Sentsov did not time his announcement of the hunger strike randomly. In three weeks, the football World Cup is starting in Russia, an event which will draw the attention of millions of viewers from around the world. “Whether I die before or during the championship, it will bring the right publicity that can help other political prisoners,” says Sentsov.
“These are not plain words,” says Olena Ivantsiv, Head of the East European program of PIN's Centre for Human Rights and Democracy. “When Oleg declares something, he is ready to see it through to the very end.”
Shortly after the announcement of the hunger strike, PIN discussed Sentsov's case with the diplomatic representatives of Germany and Great Britain in Kiev. We ask them to watch the situation carefully and to demand from Russia the release of Sentsov and the other prisoners.
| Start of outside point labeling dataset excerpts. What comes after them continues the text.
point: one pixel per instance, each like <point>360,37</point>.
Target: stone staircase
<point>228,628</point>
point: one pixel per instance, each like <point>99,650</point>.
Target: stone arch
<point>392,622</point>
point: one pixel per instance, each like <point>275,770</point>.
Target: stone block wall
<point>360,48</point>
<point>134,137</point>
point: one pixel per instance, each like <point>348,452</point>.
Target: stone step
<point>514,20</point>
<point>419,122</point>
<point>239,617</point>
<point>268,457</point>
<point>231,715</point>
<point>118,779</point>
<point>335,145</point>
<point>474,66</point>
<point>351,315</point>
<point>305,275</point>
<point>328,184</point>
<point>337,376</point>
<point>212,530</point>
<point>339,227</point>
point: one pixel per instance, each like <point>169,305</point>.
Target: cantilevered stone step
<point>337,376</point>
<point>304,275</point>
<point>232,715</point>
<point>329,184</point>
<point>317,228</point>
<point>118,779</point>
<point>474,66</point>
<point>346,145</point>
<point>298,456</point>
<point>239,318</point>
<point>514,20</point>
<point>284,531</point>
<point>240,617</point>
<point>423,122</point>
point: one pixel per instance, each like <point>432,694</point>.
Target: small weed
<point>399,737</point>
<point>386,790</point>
Šimon Pánek, Director of People in Need, also signed a letter addressed to the Czech Foreign Minister, Martin Stropnický. “We ask for your personal engagement in the matter of Oleg Sentsov as well as the other Ukrainian prisoners held in the Russian Federation, in an open, brave and timely manner,” states the letter.
Sentsov was detained in 2014 together with three other Ukrainians – Olexandr Kolchenko, Gennady Afanasyev and Alexei Chirnigo – and accused of seeking to carry out terrorist attacks. The trial lacked evidence, testimonies were obtained through violence.
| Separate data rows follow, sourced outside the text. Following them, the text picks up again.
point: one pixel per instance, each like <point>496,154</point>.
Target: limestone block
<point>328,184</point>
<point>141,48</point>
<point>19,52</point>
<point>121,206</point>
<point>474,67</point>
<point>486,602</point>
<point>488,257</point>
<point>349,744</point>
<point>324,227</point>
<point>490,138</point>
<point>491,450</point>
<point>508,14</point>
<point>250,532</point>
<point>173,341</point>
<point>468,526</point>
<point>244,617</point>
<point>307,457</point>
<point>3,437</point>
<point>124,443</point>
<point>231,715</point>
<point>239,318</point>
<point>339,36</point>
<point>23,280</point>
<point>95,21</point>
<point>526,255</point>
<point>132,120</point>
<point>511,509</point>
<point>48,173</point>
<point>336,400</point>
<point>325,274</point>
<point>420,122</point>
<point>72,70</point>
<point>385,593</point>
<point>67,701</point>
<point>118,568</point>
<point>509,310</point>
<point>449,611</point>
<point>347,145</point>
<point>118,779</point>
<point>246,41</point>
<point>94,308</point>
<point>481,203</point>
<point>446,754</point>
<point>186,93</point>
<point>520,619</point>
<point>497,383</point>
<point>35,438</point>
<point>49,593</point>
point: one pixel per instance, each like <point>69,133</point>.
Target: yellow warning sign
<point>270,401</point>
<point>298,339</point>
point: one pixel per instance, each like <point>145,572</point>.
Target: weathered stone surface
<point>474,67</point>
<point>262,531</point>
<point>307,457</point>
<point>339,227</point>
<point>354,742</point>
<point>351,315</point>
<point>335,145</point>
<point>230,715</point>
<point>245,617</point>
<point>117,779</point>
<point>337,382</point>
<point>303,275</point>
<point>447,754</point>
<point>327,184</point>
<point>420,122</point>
Gennady Afanasyev first testified against Sentsov, but later proclaimed at court that he signed the testimonies under pressure. He was beaten, choked and tortured by electric shocks in his detention cell.
“They put a gas mask over my head, unscrewed the filter from the hose and blocked the air from coming in. When I began choking, they released the hose and sprayed something in it which made me vomit. Shortly afterwards, I was choking on my own vomit,” Afanasyev described shortly after his release.
PIN helped him to secure good quality legal representation and after his release from prison, they visited several politicians and representatives of international organization. Afanasyev talked about his experience of being held in a Russian prison to them.
Sentsov received the highest punishment, for allegedly being the leader of the group: 20 years behind bars. “A court of occupiers by definition cannot be just. Don’t take it personally, your honour!” said Sentsov during the day of his conviction. “A big betrayal sometimes begins with a small act of cowardice. Like when they put a bag over your head and beat you and after half an hour you are ready to renounce all your convictions and accuse yourself of anything, to accuse others, just so they will stop beating you. I don’t know what your convictions are worth if you aren’t ready to suffer for them, or even to die.”
Last year, PIN's One World Film Festival screened a documentary about Sentsov's case: The Trial: State of Russia vs. Oleg Sentsov.
The cases of Ukrainian citizens held for political reasons in prisons in Russia and in the annexed Crimea are checked on by People in Need on a continuous basis. In April, we opened an exhibition in the Permanent Representation of the Czech Republic to the EU in Brussels named Prisoners of the Kremlin. The exhibition shows the numbers of political prisoners in Russia with their personal stories.
These are people refusing the Russian annexation of the peninsula. An annexation that is in violation of international law.
Simultaneously, we take part in the campaign #LetMyPeopleGo that aims to protect Ukrainian political prisoners in Crimea and in the territory of the Russian Federation. The goal of the campaign is the release of all 64 prisoners, together with protecting them against torture and securing their right for a free access to a lawyer and medical care.